16 of History’s Lesser Known Dark Moments That Will Give you Chills

16 of History’s Lesser Known Dark Moments That Will Give you Chills

Khalid Elhassan - August 10, 2018

16 of History’s Lesser Known Dark Moments That Will Give you Chills
Death of Charles the Bad. Morphosis

Charles the Bad’s Death Was as Horrible as His Life

Charles the Bad (1332 – 1387) was a French magnate with extensive holdings in Normandy and other parts of France. In 1349, he became king of Navarre, a small kingdom on the Pyrenees mountains between France and Spain. He was known as “the Bad” because of his intrigues, bad faith dealings, betrayals, dishonesty, and double crosses.

He plotted with the English to betray France during the Hundred Years War, leading to his arrest and imprisonment by the French. Charles escaped from prison and 1357, and began a series of intrigues with a variety of French parties, betraying nearly all, one after the other. As a result, Charles was forced to renounce most of his holdings in France. In 1378, he was forced to cede his remaining French holdings when new treachery was unmasked, in which Charles not only planned to betray France to the English, but to also poison the French king while at it.

Charles’ reputation was no better in Spain, where he allied with Peter the Cruel of Castile against Peter IV of Aragon in 1362, only to switch sides the following year. Castilian armies invaded Navarre and Charles was forced to flee. Out of allies, having betrayed them all, Charles was forced to agree to a humiliating treaty that reduced him and his realm to Castilian clients.
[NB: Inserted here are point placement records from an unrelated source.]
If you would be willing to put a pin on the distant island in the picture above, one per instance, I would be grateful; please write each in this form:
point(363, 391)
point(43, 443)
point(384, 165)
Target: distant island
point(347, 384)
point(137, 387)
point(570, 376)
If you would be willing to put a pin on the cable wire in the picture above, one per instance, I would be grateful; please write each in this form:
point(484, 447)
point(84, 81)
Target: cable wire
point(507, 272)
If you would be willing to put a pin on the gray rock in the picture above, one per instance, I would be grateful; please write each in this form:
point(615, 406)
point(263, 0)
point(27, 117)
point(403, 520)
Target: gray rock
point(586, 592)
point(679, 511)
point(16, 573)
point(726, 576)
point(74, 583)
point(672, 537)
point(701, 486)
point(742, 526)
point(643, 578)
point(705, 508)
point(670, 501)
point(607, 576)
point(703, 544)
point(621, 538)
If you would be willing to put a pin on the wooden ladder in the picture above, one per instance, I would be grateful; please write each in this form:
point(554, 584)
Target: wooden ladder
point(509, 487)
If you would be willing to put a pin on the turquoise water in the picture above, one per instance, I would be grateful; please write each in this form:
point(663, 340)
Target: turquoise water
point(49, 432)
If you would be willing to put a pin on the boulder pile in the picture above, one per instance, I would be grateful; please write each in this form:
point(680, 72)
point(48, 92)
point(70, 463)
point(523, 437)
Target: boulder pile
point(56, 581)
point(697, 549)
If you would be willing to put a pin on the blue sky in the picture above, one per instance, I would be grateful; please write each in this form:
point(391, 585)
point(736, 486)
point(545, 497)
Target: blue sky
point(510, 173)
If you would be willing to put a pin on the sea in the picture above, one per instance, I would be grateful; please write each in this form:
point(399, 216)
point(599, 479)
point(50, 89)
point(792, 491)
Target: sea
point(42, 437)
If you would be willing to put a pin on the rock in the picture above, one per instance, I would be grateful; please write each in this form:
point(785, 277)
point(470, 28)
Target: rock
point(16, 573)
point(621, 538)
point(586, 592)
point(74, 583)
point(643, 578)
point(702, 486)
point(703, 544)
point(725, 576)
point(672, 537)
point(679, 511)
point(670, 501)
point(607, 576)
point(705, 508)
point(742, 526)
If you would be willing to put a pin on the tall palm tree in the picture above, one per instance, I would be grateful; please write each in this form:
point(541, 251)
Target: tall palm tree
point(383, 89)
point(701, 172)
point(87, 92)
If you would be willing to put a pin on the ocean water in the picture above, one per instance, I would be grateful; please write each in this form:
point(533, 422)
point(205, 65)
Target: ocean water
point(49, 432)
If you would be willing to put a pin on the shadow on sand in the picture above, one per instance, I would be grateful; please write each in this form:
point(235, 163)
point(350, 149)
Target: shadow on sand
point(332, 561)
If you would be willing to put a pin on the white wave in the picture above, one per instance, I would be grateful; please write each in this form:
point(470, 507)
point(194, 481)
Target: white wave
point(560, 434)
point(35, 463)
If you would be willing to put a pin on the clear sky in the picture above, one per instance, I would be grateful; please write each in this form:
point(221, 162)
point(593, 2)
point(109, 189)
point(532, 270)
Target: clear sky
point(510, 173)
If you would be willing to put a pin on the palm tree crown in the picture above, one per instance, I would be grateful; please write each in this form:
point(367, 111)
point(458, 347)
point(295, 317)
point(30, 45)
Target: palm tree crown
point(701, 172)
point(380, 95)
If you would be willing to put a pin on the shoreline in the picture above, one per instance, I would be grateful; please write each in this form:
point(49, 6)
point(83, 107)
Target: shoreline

His end came in 1387, when an illness led a physician to prescribe that he be swaddled from head to foot in linen steeped in alcohol. A maid, tasked with securing the linen snugly around the king’s body by sewing it in place with yarn, discovered that she had no scissors with which to snip the excess yarn. Improvising, she reached for a candle to use its flame to burn off a section of yarn. The alcohol-infused cloth caught on fire, and Charles the Bad, tightly swaddled in the burning linen, was unable to escape. He suffered horrific burns, and lingered for weeks in extreme agony before finally succumbing.